Résumé de la communication

Pourquoi les employés des grandes corporations s’engagent-ils dans des initiatives sociales promues par leur organisation? Cette question a reçu une attention croissante de la part des chercheurs en management ces dernières années. La plupart des études ont utilisé une lentille socio-cognitive en mettant l'accent sur les conditions organisationnelles et psychologiques qui motivent l'engagement. Notre étude se démarque de ces travaux en utilisant la perspective de la sociologie pragmatiste française sur la justification de Boltanski et Thévenot, combinée à la perspective sociologique des émotions pour comprendre cette problématique. Ce cadre théorique est utile pour comprendre comment les émotions sont mobilisées dans le discours pour justifier l'engagement envers un problème social, une question qui n'a pas été suffisamment abordée par la littérature existante. Pour traiter cette question, nous avons étudié deux grandes entreprises canadiennes (une banque et une société d'énergie).

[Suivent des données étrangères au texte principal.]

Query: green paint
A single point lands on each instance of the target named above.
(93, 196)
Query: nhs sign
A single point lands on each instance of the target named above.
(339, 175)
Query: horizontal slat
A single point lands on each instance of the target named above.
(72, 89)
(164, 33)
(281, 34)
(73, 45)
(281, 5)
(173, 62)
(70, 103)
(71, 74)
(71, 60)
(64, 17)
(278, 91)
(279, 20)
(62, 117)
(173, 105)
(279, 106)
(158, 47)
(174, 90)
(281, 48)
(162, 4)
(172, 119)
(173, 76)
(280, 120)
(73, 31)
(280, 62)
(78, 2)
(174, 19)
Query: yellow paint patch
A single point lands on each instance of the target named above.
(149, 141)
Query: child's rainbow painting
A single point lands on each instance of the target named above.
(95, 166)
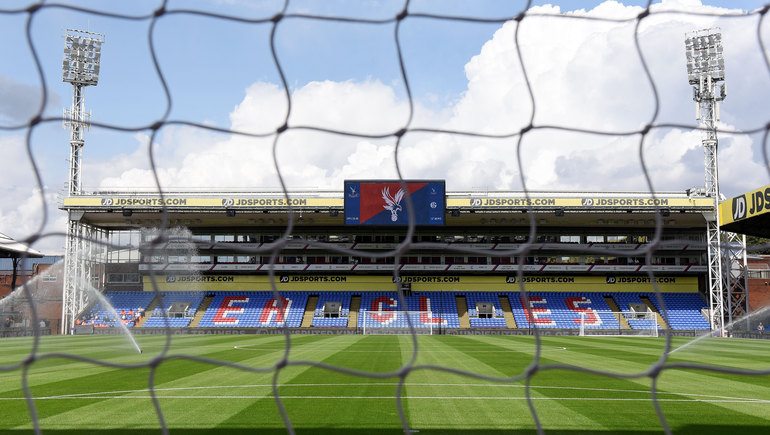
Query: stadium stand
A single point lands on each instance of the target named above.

Nous avons choisi ces entreprises en raison de leur implication dans la lutte contre la pauvreté dans leur région depuis plusieurs décennies. Chacune de ces entreprises mobilise plus de 40 000 employés chaque année autour de cette cause à travers la campagne de financement de Centraide (United Way), qui vise à réduire la pauvreté dans les villes nord-américaines. En utilisant une approche qualitative, nous avons étudié leurs stratégies et pratiques sur une période de 9 mois.

Résumé du colloque

D’aucuns suggèrent que nous vivons une crise multidimensionnelle, notamment écologique, sociale et institutionnelle. Si les entreprises privées sont parfois présentées comme des coupables, d’autres leur reconnaissent un rôle essentiel dans la résolution des enjeux sociaux et écologiques auxquels fait face le monde. Historiquement, c’est à travers le concept de responsabilité sociale des entreprises (RSE) que l’engagement des entreprises au développement durable a été conceptualisé. Essentiellement, la RSE appelle à revoir la conception traditionnelle des entreprises selon laquelle celles-ci sont uniquement économiques, pour en faire des acteurs de changement qui intègrent le développement durable dans leur mission, leurs pratiques et leurs décisions. Si la RSE était, au mieux, mentionnée dans quelques rapports annuels dans les années 1980, elle occupe aujourd’hui un rôle essentiel dans les objectifs stratégiques, les discours et les rapports annuels des entreprises.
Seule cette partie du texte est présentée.